If you remove crypto.signText, people will be forced to use Ms Internet Explorer or other java-applet-based solutions.

We really need crypto.signText.

Please please please do not remove crypto.signText. Please please please, bring crypto.signText back.

Thank you very much.

Jose
> Please, keep in mind that crypto.signText is still being used to sign texts
> in the Spanish Public Administration.

As does the Belgian Supreme Administrative Court. Just so you know. 
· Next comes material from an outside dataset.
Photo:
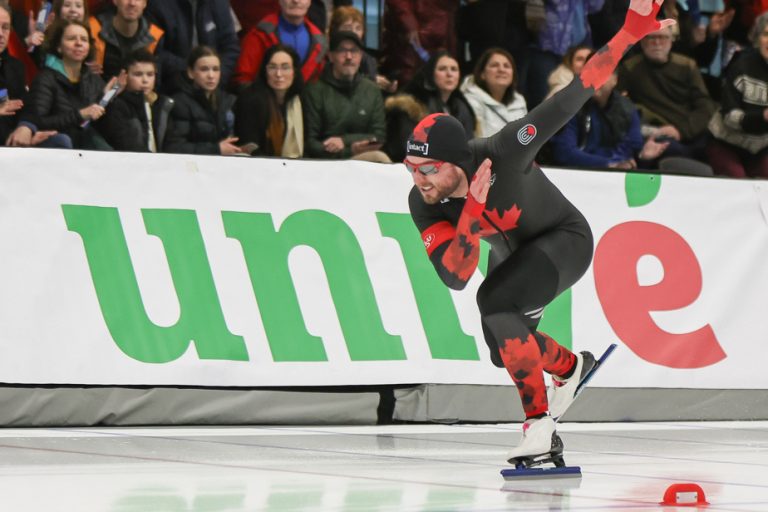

No alternative to java-hell now I suppose... Reminds me of how Microsoft cut support for Capicom, leaving no alternative either.

Pj.
Status: UNCONFIRMED → NEW
Ever confirmed: true
See Also: → 1030963
(In reply to David Keeler (:keeler) [use needinfo?] from comment #6)
> Obviously I can't speak for everyone at Mozilla, but as far as I know, we
> have no plans to directly replace window.crypto.signText. Please see the
> earlier announcement regarding our reasoning:
> https://groups.google.com/forum/#!topic/mozilla.dev.tech.crypto/hR_bjx9OVJA
> For those who need time developing a replacement (e.g. some combination of
> an addon and webcrypto or even a separate native application), I suggest you
> use ESR31 in the meantime.

Let's summarize things here based on comments and provided links: 
1) You are removing a functionality which banks and numerous government agencies across Europe rely on to provide respectively online banking services and public administration services to their citizens. 
2) You are in the process of implementing some spec which is still a draft and, according to some comments here, even when implemented will not be able to support keys/certificates stored on smart cards. 
3) You are giving users of the API a "heads up" to develop a replacement before completely removing the code in question in the next release which is a less than a month away (according to comment 2).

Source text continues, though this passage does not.